Dangers of infrared light
Infrared light is widely used in factories and for heating and lasers. The near-infrared waves do not feel hot, and pose a danger to the skin and eyes. Human skin feels pain when exposed to excessive heat, while the eyes may not be as sensitive. Thus, closing your eyes may not help in reducing damage from infrared rays. Long-term exposure to infrared radiation has been blamed for causing damage to the lens, retina and damage. This leads to conditions such as retinal burns, cataracts and corneal ulcers.
Know about dangers of infrared pointers
As mentioned in our earlier article, infrared laser pointers may be dangerous above a certain class rating. Radiation from the infrared laser can temporarily disturb your vision. In severe cases, there could be permanent harm, while prolonged exposure even to mild levels of infrared light may cause harm to your health. In order to avoid this risk, consider buying a recommended presentation pointer that is safe for consumer use!
A brief history of Lasers
Laser technology is now well over 50 years old. In 1900, the physicist Max Planck deduced that energy could be absorbed or emitted in chunks. He later won a Nobel Prize for this discovery. In 1905, Albert Einstein suggested that light energy is emitted in particles called photons. He then proposed a process whereby electrons could be stimulated to emit light in specific wavelengths.

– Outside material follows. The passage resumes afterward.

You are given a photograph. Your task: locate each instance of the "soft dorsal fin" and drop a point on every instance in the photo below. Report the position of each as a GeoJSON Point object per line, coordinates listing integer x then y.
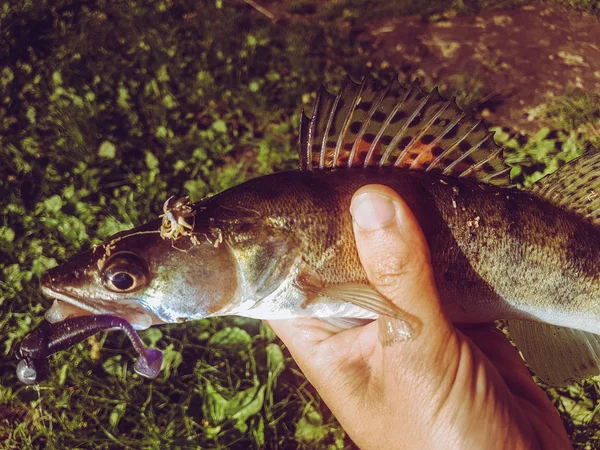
{"type": "Point", "coordinates": [557, 355]}
{"type": "Point", "coordinates": [396, 126]}
{"type": "Point", "coordinates": [574, 187]}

In the 1950s, Charles Hard Townes, Herbert J. Zeiger and James P. Gordon developed a “maser” device based on Einstein’s theories. The word “maser” stood for “microwave amplification by stimulated emission of radiation”. This was the precursor to the modern laser. Townes and his brother-in-law developed an optical maser device for Bell Labs. Separately, Gordon Gould wrote down his ideas for a laser in his notebook, and applied for a joint patent with his employer. This resulted in a patent dispute that lasted over 30 years.

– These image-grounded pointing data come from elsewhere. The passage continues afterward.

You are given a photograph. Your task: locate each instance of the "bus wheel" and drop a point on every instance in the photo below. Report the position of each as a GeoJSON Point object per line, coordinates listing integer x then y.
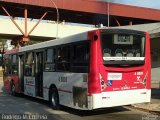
{"type": "Point", "coordinates": [54, 98]}
{"type": "Point", "coordinates": [13, 89]}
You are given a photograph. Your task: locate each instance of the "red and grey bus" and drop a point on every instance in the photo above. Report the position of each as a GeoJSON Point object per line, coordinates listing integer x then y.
{"type": "Point", "coordinates": [95, 69]}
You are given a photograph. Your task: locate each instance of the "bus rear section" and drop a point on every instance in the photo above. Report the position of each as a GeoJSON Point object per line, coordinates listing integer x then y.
{"type": "Point", "coordinates": [119, 68]}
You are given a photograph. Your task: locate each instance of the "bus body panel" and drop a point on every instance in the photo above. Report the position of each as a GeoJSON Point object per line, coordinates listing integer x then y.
{"type": "Point", "coordinates": [103, 85]}
{"type": "Point", "coordinates": [67, 84]}
{"type": "Point", "coordinates": [119, 98]}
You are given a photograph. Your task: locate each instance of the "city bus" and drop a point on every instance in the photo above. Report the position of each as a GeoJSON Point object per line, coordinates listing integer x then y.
{"type": "Point", "coordinates": [95, 69]}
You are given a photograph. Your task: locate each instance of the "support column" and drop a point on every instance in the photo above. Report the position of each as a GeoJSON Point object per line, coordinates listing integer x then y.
{"type": "Point", "coordinates": [25, 25]}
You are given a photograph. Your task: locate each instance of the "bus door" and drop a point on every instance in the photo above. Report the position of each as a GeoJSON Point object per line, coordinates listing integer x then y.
{"type": "Point", "coordinates": [21, 71]}
{"type": "Point", "coordinates": [39, 74]}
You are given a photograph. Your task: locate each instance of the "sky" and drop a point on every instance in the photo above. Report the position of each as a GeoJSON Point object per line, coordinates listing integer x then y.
{"type": "Point", "coordinates": [143, 3]}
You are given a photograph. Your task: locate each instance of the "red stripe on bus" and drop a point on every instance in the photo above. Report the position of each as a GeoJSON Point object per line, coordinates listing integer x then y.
{"type": "Point", "coordinates": [67, 91]}
{"type": "Point", "coordinates": [29, 85]}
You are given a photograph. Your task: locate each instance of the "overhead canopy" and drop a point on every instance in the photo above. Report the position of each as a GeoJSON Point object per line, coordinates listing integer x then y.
{"type": "Point", "coordinates": [82, 11]}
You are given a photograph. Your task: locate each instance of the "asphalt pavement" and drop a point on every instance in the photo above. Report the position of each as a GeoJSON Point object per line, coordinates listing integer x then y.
{"type": "Point", "coordinates": [153, 106]}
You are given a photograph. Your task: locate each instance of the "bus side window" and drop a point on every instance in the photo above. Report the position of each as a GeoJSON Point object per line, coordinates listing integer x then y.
{"type": "Point", "coordinates": [63, 58]}
{"type": "Point", "coordinates": [29, 64]}
{"type": "Point", "coordinates": [50, 60]}
{"type": "Point", "coordinates": [14, 64]}
{"type": "Point", "coordinates": [80, 57]}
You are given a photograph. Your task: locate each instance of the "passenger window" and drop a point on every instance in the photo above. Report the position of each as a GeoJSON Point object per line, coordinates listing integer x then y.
{"type": "Point", "coordinates": [63, 58]}
{"type": "Point", "coordinates": [29, 64]}
{"type": "Point", "coordinates": [50, 60]}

From the 1960s onwards, many laser devices were developed for commercial applications. Innovations such as laser diodes, medical tools, laser discs, fiber optics, cutting tools, barcode scanners and integrated circuits made use of laser technology. New devices were created and processes were improved, contributing greatly to society as we know it today.
Do lasers emit radiation?
Not many people know this, but the word ‘laser’ actually stands for “Light Amplification by the Stimulated Emission of Radiation”! The answer to the above question is definitely “Yes”. The main difference between lasers is the type of radiation emitted, which could be visible or invisible.
The most basic form of lasers comprises a sealed tube with a pair of mirrors, and a laser medium that uses some form of energy to produce radiation. This radiation could be visible light, ultraviolet or infrared radiation. Laser radiation can be emitted in a tight beam, posing hazards to bystanders. Your eye may focus the laser beam onto a tiny spot on the retina, causing burns or blindness in that spot.